Un anno dopo l'assassinio. Pio La Torre non alzò bandiera bianca (Emanuele Macaluso)


Un anno è trascorso da quel giorno in cui ci arrivò, come una bomba, la terribile ma non incredibile notizia che il compagno Pio La Torre era stato assassinato a Palermo, in una strada non lontana dalla borgata dove, in una casa di contadini poveri, era nato e cresciuto. Con La Torre era caduto Rosario Di Salvo, compagno carissimo, serio, modesto, affettuoso, appassionato, coraggioso sino alla morte.
Ho scritto «non incredibile» perché conoscevamo i rischi che Pio correva. Lui più di tutti. Era in corso una offensiva del terrorismo politico-mafioso che aveva ammazzato, uno dopo l'altro, Terranova, Mattarella, Costa. Il lunedì di Pasqua, 12 aprile, La Torre aveva trascorso la giornata a casa mia.
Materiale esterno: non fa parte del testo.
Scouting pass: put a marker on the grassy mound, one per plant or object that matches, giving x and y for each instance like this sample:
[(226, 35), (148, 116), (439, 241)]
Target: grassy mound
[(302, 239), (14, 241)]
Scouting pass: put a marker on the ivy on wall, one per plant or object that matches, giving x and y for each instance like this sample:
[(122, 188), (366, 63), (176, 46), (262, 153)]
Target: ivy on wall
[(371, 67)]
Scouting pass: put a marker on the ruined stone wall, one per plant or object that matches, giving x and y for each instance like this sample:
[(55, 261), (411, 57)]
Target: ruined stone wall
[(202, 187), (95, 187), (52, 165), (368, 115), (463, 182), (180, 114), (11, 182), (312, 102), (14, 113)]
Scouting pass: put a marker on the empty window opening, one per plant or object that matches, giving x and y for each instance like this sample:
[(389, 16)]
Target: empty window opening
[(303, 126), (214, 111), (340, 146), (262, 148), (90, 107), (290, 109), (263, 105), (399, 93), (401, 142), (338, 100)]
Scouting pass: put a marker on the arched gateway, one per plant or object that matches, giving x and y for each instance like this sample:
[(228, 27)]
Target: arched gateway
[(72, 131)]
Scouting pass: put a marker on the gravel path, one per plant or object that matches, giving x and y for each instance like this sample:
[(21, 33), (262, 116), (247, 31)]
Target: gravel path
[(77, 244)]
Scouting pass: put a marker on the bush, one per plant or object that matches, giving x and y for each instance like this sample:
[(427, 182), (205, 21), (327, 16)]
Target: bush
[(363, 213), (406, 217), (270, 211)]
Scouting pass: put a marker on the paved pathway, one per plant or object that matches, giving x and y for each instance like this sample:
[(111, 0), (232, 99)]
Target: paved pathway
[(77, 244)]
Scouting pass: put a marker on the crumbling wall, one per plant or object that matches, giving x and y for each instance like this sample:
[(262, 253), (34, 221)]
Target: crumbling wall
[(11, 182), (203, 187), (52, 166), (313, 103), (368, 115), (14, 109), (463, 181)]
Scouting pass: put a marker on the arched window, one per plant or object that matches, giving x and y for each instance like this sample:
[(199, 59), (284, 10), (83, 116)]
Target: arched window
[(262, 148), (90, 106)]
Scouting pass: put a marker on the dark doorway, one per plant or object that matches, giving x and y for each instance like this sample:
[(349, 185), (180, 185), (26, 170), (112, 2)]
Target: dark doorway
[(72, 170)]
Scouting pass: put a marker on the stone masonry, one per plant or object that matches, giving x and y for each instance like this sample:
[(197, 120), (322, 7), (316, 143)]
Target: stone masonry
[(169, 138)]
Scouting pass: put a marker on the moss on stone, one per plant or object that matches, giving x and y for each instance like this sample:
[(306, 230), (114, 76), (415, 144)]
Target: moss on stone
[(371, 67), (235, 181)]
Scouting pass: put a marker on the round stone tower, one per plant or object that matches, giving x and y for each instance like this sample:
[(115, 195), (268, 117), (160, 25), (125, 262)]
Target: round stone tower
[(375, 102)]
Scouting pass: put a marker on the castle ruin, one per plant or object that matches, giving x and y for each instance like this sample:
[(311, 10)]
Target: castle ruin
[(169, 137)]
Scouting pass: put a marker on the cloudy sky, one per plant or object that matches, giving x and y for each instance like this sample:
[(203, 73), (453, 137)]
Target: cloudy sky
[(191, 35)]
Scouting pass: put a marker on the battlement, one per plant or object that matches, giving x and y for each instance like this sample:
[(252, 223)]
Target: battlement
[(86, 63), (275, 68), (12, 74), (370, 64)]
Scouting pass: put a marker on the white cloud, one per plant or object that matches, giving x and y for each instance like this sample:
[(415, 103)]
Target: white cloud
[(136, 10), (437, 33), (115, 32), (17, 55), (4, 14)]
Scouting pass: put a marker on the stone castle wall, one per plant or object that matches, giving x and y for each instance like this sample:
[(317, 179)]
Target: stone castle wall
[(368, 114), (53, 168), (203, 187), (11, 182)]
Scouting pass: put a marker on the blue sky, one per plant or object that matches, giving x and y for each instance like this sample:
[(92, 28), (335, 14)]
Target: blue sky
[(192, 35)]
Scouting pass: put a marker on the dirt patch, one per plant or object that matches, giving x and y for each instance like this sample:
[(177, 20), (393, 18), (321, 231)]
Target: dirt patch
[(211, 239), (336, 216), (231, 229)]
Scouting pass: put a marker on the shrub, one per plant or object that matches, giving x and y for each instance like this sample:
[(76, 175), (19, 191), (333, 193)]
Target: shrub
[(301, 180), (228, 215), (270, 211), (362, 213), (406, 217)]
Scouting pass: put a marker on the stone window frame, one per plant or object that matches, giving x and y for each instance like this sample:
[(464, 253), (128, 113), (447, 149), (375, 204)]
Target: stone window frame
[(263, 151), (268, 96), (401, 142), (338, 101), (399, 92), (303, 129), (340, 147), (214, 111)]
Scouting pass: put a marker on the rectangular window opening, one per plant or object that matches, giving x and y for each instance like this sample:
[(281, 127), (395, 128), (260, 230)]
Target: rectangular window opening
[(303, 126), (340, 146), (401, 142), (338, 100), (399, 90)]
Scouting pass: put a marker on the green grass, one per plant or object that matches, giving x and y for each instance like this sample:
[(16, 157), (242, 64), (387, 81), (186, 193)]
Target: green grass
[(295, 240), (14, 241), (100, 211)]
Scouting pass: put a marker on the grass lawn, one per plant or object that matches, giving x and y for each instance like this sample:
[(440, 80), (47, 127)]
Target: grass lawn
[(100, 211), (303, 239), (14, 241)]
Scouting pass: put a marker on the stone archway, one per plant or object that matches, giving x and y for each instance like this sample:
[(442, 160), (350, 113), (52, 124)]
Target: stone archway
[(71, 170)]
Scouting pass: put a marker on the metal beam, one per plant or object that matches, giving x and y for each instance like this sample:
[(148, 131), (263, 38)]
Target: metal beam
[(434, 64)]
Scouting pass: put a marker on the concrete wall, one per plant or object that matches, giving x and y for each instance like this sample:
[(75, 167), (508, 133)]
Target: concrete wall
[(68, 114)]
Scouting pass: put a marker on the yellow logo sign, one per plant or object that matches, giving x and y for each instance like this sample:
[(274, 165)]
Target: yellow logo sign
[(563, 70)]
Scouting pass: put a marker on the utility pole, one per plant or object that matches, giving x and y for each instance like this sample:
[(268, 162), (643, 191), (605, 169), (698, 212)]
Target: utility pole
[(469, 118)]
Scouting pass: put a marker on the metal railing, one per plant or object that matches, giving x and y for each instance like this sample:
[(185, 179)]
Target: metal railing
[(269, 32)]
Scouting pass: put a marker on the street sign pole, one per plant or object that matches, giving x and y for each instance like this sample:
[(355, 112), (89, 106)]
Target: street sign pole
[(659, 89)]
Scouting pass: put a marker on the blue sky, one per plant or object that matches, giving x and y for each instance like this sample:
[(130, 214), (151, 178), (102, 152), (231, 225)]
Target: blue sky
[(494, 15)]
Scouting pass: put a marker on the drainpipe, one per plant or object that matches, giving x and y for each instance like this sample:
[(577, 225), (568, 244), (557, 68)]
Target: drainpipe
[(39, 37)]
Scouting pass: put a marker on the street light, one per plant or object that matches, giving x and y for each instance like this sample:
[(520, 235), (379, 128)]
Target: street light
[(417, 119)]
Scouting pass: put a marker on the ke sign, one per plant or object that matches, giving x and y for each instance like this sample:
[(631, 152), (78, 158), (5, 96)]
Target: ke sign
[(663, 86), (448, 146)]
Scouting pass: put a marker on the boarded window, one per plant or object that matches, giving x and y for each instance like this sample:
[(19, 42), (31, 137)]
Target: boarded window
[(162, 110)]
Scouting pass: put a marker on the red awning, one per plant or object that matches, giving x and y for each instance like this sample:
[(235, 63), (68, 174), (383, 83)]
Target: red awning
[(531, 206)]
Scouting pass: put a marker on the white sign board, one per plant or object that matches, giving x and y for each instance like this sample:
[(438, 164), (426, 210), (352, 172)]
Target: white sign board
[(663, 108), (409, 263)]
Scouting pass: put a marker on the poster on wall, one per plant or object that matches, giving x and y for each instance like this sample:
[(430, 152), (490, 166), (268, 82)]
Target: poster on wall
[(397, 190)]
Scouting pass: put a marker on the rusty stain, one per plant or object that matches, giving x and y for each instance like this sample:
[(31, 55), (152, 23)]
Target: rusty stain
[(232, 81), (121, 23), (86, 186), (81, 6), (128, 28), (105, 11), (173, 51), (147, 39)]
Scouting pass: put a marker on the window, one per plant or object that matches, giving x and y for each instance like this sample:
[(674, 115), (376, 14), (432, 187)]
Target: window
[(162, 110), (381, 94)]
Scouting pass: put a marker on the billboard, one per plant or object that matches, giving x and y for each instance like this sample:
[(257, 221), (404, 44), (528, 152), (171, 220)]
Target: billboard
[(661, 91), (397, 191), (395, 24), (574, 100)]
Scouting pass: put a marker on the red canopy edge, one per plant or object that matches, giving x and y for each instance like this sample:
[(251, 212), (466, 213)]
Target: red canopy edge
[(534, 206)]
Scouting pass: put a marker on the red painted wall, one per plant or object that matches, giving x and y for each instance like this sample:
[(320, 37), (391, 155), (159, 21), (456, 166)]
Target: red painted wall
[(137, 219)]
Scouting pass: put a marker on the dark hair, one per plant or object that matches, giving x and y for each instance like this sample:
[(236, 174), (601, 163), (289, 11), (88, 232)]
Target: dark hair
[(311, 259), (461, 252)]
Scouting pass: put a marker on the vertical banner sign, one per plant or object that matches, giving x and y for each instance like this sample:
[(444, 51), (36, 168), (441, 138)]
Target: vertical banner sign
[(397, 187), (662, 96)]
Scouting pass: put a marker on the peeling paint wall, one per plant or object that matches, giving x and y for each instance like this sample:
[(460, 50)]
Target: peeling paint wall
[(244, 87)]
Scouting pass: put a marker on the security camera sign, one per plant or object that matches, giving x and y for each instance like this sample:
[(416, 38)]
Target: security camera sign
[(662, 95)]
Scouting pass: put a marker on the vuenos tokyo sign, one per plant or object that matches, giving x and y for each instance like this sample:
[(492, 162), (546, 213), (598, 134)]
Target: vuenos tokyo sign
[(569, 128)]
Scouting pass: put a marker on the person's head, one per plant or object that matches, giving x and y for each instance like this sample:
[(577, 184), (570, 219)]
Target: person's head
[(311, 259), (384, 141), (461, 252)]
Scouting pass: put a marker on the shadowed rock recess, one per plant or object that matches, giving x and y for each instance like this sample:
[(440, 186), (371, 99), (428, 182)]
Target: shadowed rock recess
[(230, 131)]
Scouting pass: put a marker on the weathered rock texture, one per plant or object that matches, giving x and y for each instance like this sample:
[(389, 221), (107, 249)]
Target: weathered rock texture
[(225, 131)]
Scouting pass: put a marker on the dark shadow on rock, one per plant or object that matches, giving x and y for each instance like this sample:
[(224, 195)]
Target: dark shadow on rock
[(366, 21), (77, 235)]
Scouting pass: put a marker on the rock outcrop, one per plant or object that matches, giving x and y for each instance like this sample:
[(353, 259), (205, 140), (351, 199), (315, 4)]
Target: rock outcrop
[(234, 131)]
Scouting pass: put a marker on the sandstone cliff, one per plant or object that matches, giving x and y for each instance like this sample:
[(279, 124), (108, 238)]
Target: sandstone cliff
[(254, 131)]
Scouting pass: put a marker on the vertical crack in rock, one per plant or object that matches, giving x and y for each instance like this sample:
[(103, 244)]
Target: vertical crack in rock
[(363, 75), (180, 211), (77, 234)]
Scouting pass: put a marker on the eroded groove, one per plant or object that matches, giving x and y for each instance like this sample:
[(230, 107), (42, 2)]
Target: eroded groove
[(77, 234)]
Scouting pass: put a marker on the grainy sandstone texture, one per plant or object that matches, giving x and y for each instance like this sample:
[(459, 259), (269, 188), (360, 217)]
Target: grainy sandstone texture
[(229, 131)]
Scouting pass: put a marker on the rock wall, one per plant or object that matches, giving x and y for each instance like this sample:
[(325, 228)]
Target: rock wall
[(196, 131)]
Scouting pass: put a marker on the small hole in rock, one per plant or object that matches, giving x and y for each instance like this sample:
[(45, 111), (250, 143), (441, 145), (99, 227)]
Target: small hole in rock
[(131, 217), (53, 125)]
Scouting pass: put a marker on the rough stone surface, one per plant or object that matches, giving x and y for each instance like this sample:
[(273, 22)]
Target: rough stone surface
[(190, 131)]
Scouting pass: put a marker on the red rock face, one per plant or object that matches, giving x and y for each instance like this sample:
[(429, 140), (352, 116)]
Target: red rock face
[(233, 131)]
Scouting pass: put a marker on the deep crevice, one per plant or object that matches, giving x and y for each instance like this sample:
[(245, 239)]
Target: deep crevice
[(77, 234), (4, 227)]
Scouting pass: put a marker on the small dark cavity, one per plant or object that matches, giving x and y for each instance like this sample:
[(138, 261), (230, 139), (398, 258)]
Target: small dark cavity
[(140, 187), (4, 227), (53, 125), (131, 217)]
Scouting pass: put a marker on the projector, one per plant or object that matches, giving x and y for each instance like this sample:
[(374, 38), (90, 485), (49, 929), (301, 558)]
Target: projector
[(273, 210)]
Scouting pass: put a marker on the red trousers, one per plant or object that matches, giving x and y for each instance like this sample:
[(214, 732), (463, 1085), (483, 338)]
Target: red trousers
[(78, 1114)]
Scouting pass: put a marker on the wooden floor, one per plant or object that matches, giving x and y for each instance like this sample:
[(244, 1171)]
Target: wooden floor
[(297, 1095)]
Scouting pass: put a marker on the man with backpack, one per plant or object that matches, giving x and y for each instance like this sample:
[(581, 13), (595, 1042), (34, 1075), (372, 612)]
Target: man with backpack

Eravamo usciti per una passeggiata e sul Lungotevere, discutendo di quei delitti, s’era fermato un momento, m'aveva guardato dritto negli occhi, con una espressione ben nota a chi lo ha conosciuto, e aveva detto: «È bene che tu sappia che ora tocca a noi». Era suo convincimento che in Sicilia operasse uno Stato maggiore con forti collegamenti nazionali ed internazionali il quale attuava freddamente un piano di sterminio degli uomini che, in punti diversi, costituivano una minaccia per il sistema di potere dominante.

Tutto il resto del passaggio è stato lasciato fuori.